The white pass will need to gather in cache a slice large enough to make at least one white piece dynamic. The black pieces do not move during this pass, so in principle the required slices only measure 64 positions, with all black pieces fixed. This cannot be achieved in practice, as the storage order is such that positions differing only in the location of the low-order two black pieces share a cache line. So we are forced to incorporate those pieces as dynamic in the slice as well.
In fact there is a problem in gathering sub-slices that keep a black piece fixed: as the different locations for the dynamic white piece in general come from chunks with a different symmetry, fixed, does not really mean fixed. The black pieces will be mirrored around, and if we would work by slices that keep the black piece in one location after the symemtry operation, the order of such slices in the chunks they were gathered from would be different from chunk to chunk. And the lost(N) lists cannot be accessed randomly; they will have to be read sequentially in canonical order.

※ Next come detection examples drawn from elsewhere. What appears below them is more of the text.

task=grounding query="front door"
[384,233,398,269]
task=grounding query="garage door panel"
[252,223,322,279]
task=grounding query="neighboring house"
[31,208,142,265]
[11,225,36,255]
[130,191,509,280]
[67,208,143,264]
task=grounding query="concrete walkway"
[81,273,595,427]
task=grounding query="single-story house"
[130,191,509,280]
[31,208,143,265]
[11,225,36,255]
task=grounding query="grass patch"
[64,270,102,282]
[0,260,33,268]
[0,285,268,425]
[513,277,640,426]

So the white pass will gather 64 3-men chunks of 32KB each, to create a 4-men slice, and treat the white moves within this slice. To read entire 3-men chunks means at least a large part of the lost(N) lists can be read sequentially. The lost(N) info has to be read from 64 different lost(N) packed lists for this, as each white piece location has its own lost(N) list. Only a small fraction of those lists is needed, with the high-order pieces (always the black King) of the disk chunks fixed.
We thus still have to fix one black piece, defining a sub-slice, as a bitmap for a 4-men slice already measures 2MB, and is the maximum the CPU cache can handle. Fixing the black King forces us to read the lost(N) list out-of-order for black-K-subslices of the chunk. To make this possible, each lost(N) list is structured as 64 separate lists, one for each black King location. The lost(N) positions read from the list will be (differentially) set up on a 0x88 board, from which the moves of the (single) white dynamic piece will be generated.

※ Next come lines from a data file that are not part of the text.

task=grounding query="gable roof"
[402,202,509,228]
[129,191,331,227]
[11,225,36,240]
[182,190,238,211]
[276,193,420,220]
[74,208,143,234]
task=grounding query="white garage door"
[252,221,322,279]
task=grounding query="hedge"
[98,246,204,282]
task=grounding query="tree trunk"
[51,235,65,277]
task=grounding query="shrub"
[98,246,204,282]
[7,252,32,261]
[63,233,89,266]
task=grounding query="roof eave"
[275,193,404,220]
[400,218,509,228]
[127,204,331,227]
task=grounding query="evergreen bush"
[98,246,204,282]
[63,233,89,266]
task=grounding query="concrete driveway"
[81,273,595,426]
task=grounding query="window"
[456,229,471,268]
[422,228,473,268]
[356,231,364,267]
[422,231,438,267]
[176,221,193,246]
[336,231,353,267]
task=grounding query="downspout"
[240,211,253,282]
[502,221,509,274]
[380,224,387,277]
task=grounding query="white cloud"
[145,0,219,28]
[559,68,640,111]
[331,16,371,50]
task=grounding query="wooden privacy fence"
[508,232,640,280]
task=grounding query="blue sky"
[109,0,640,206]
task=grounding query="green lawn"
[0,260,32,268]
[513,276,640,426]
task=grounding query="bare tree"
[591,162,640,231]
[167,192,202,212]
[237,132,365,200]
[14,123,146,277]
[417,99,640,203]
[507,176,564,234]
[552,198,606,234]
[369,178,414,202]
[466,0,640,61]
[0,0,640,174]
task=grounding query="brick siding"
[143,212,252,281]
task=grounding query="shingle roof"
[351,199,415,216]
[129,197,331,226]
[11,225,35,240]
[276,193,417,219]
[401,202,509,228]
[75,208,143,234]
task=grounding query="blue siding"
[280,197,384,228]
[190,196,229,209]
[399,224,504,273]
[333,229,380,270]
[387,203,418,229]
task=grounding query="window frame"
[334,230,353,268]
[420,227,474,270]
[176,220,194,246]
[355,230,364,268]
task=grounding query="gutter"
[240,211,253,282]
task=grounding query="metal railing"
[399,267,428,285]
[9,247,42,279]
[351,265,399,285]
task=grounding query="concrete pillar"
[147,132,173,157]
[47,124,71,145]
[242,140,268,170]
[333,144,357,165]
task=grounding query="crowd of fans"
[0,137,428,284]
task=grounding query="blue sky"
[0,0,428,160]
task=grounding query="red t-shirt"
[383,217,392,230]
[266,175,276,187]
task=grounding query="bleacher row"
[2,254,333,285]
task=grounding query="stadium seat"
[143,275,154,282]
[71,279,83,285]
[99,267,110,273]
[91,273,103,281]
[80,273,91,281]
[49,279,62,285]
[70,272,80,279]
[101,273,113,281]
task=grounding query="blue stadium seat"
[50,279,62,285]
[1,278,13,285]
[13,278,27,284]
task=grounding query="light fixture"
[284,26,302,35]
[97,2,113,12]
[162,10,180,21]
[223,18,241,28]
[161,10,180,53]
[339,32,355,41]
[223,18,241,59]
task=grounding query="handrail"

Each move will be mapped into a buffer in the spacer area of the 128MB buffer designated to hold the newlyWon info. This is done by clearing the index bits corresponding to the higher-order disk-chunk piece, so that only the bits indicating the three lower-order men and te white dynamic piece are left. This reduced index will be used to access the newly-won bitmap in the spacer area, which was cleared every time we started on a new location of the high-order black piece. The target positions of the moves will be tested against the won bitmap (using the full index) first to establish if they are newly won, or not.
After all positions of a black high-order constellation are treated, we pack the newly-won bitmaps (in the 64 scratch areas), and add them each to one of the 64 wonLists, which are growing in the main buffer area.

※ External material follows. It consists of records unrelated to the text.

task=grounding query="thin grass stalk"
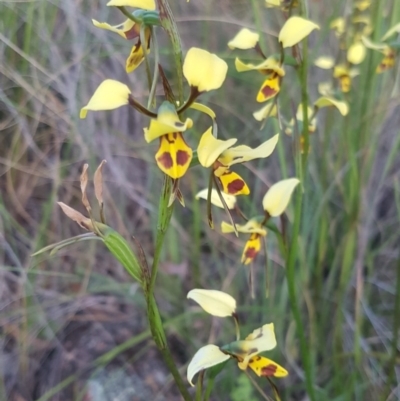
[286,34,316,401]
[157,0,183,104]
[145,176,191,401]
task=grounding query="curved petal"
[197,127,237,167]
[318,82,333,96]
[240,234,261,265]
[183,47,228,92]
[80,79,131,118]
[314,96,349,116]
[143,101,193,142]
[107,0,156,10]
[361,36,389,52]
[278,16,319,47]
[376,48,396,74]
[196,188,236,210]
[219,134,279,167]
[347,42,367,64]
[248,356,289,377]
[381,22,400,42]
[235,57,285,77]
[221,323,276,370]
[253,103,278,121]
[228,28,260,50]
[263,178,300,217]
[314,56,335,70]
[92,19,139,39]
[329,17,346,36]
[256,73,281,103]
[354,0,371,11]
[187,344,230,386]
[155,132,193,180]
[187,288,236,317]
[219,170,250,196]
[221,219,267,237]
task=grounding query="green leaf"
[103,227,143,285]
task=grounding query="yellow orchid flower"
[314,56,335,70]
[314,95,349,116]
[253,103,278,121]
[278,16,319,48]
[144,101,193,179]
[265,0,299,11]
[187,288,236,317]
[221,219,267,265]
[80,79,131,118]
[262,178,300,217]
[221,178,300,265]
[92,19,151,73]
[361,31,400,74]
[329,17,346,37]
[347,40,367,64]
[235,57,285,103]
[187,323,288,386]
[92,0,158,73]
[197,127,279,195]
[333,64,358,93]
[195,188,236,210]
[228,28,260,50]
[354,0,371,11]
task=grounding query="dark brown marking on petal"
[245,247,258,260]
[157,152,174,169]
[176,150,190,166]
[227,180,245,194]
[124,24,140,40]
[165,132,176,144]
[261,365,278,376]
[261,85,278,98]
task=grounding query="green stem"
[147,175,174,294]
[139,24,153,91]
[286,34,316,401]
[147,28,160,109]
[147,293,192,401]
[145,176,191,401]
[157,0,183,104]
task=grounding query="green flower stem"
[157,0,183,104]
[286,34,316,401]
[139,24,154,91]
[147,28,160,109]
[145,176,192,401]
[147,294,192,401]
[147,175,174,294]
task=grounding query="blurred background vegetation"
[0,0,400,401]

When we are building a 7-men EGT, we have to take account of the fact that there are actually two dynamic white pieces, as the white King is made dynamic as well (in a streaming way). This means we have to feed the newlyWon bitmap not only from 64 different lost(N) lists for the fully dynamic piece, but also from lost(N) lists with different King positions. Due to the way the streaming is implemented, this is a one-way process: we generate the newlyWon for a single King location, feeding it with lost(N) positons from several King locations. So we only need to update 64 bitmaps at the time, but read from 64x5 lost(N) lists, (or 64x4, if we defer one white King move), after which we will pack only 64 wonLists.
This white pass is the most taxing for the CPU cache. Both the won and the newlyWon bitmaps occupy 2MB, which would completely occupy a 4MB L2 cache. This is a possible source of inefficiency. Using a Penryn-family CPU, which has 6MB L2-cache, would definitely solve it. On Conroe chips, with 4MB L2-cache, a soluton has yet to be found. The other data, (next to the two bitmaps) will consist of lists, which are sparse most of the time, and only need one-time access. So one can hope that that not too much of the won and newlyWon bitmaps is flushed (and will have to be reloaded from memory later) by accessing these lists. A bit unsatisfactory, perhaps. But at this stage, it is not clear if the in-memory process takes up a significant part of the time anyway, nor if the slowdown of the white pass due to cache thrashing slows it down significatly.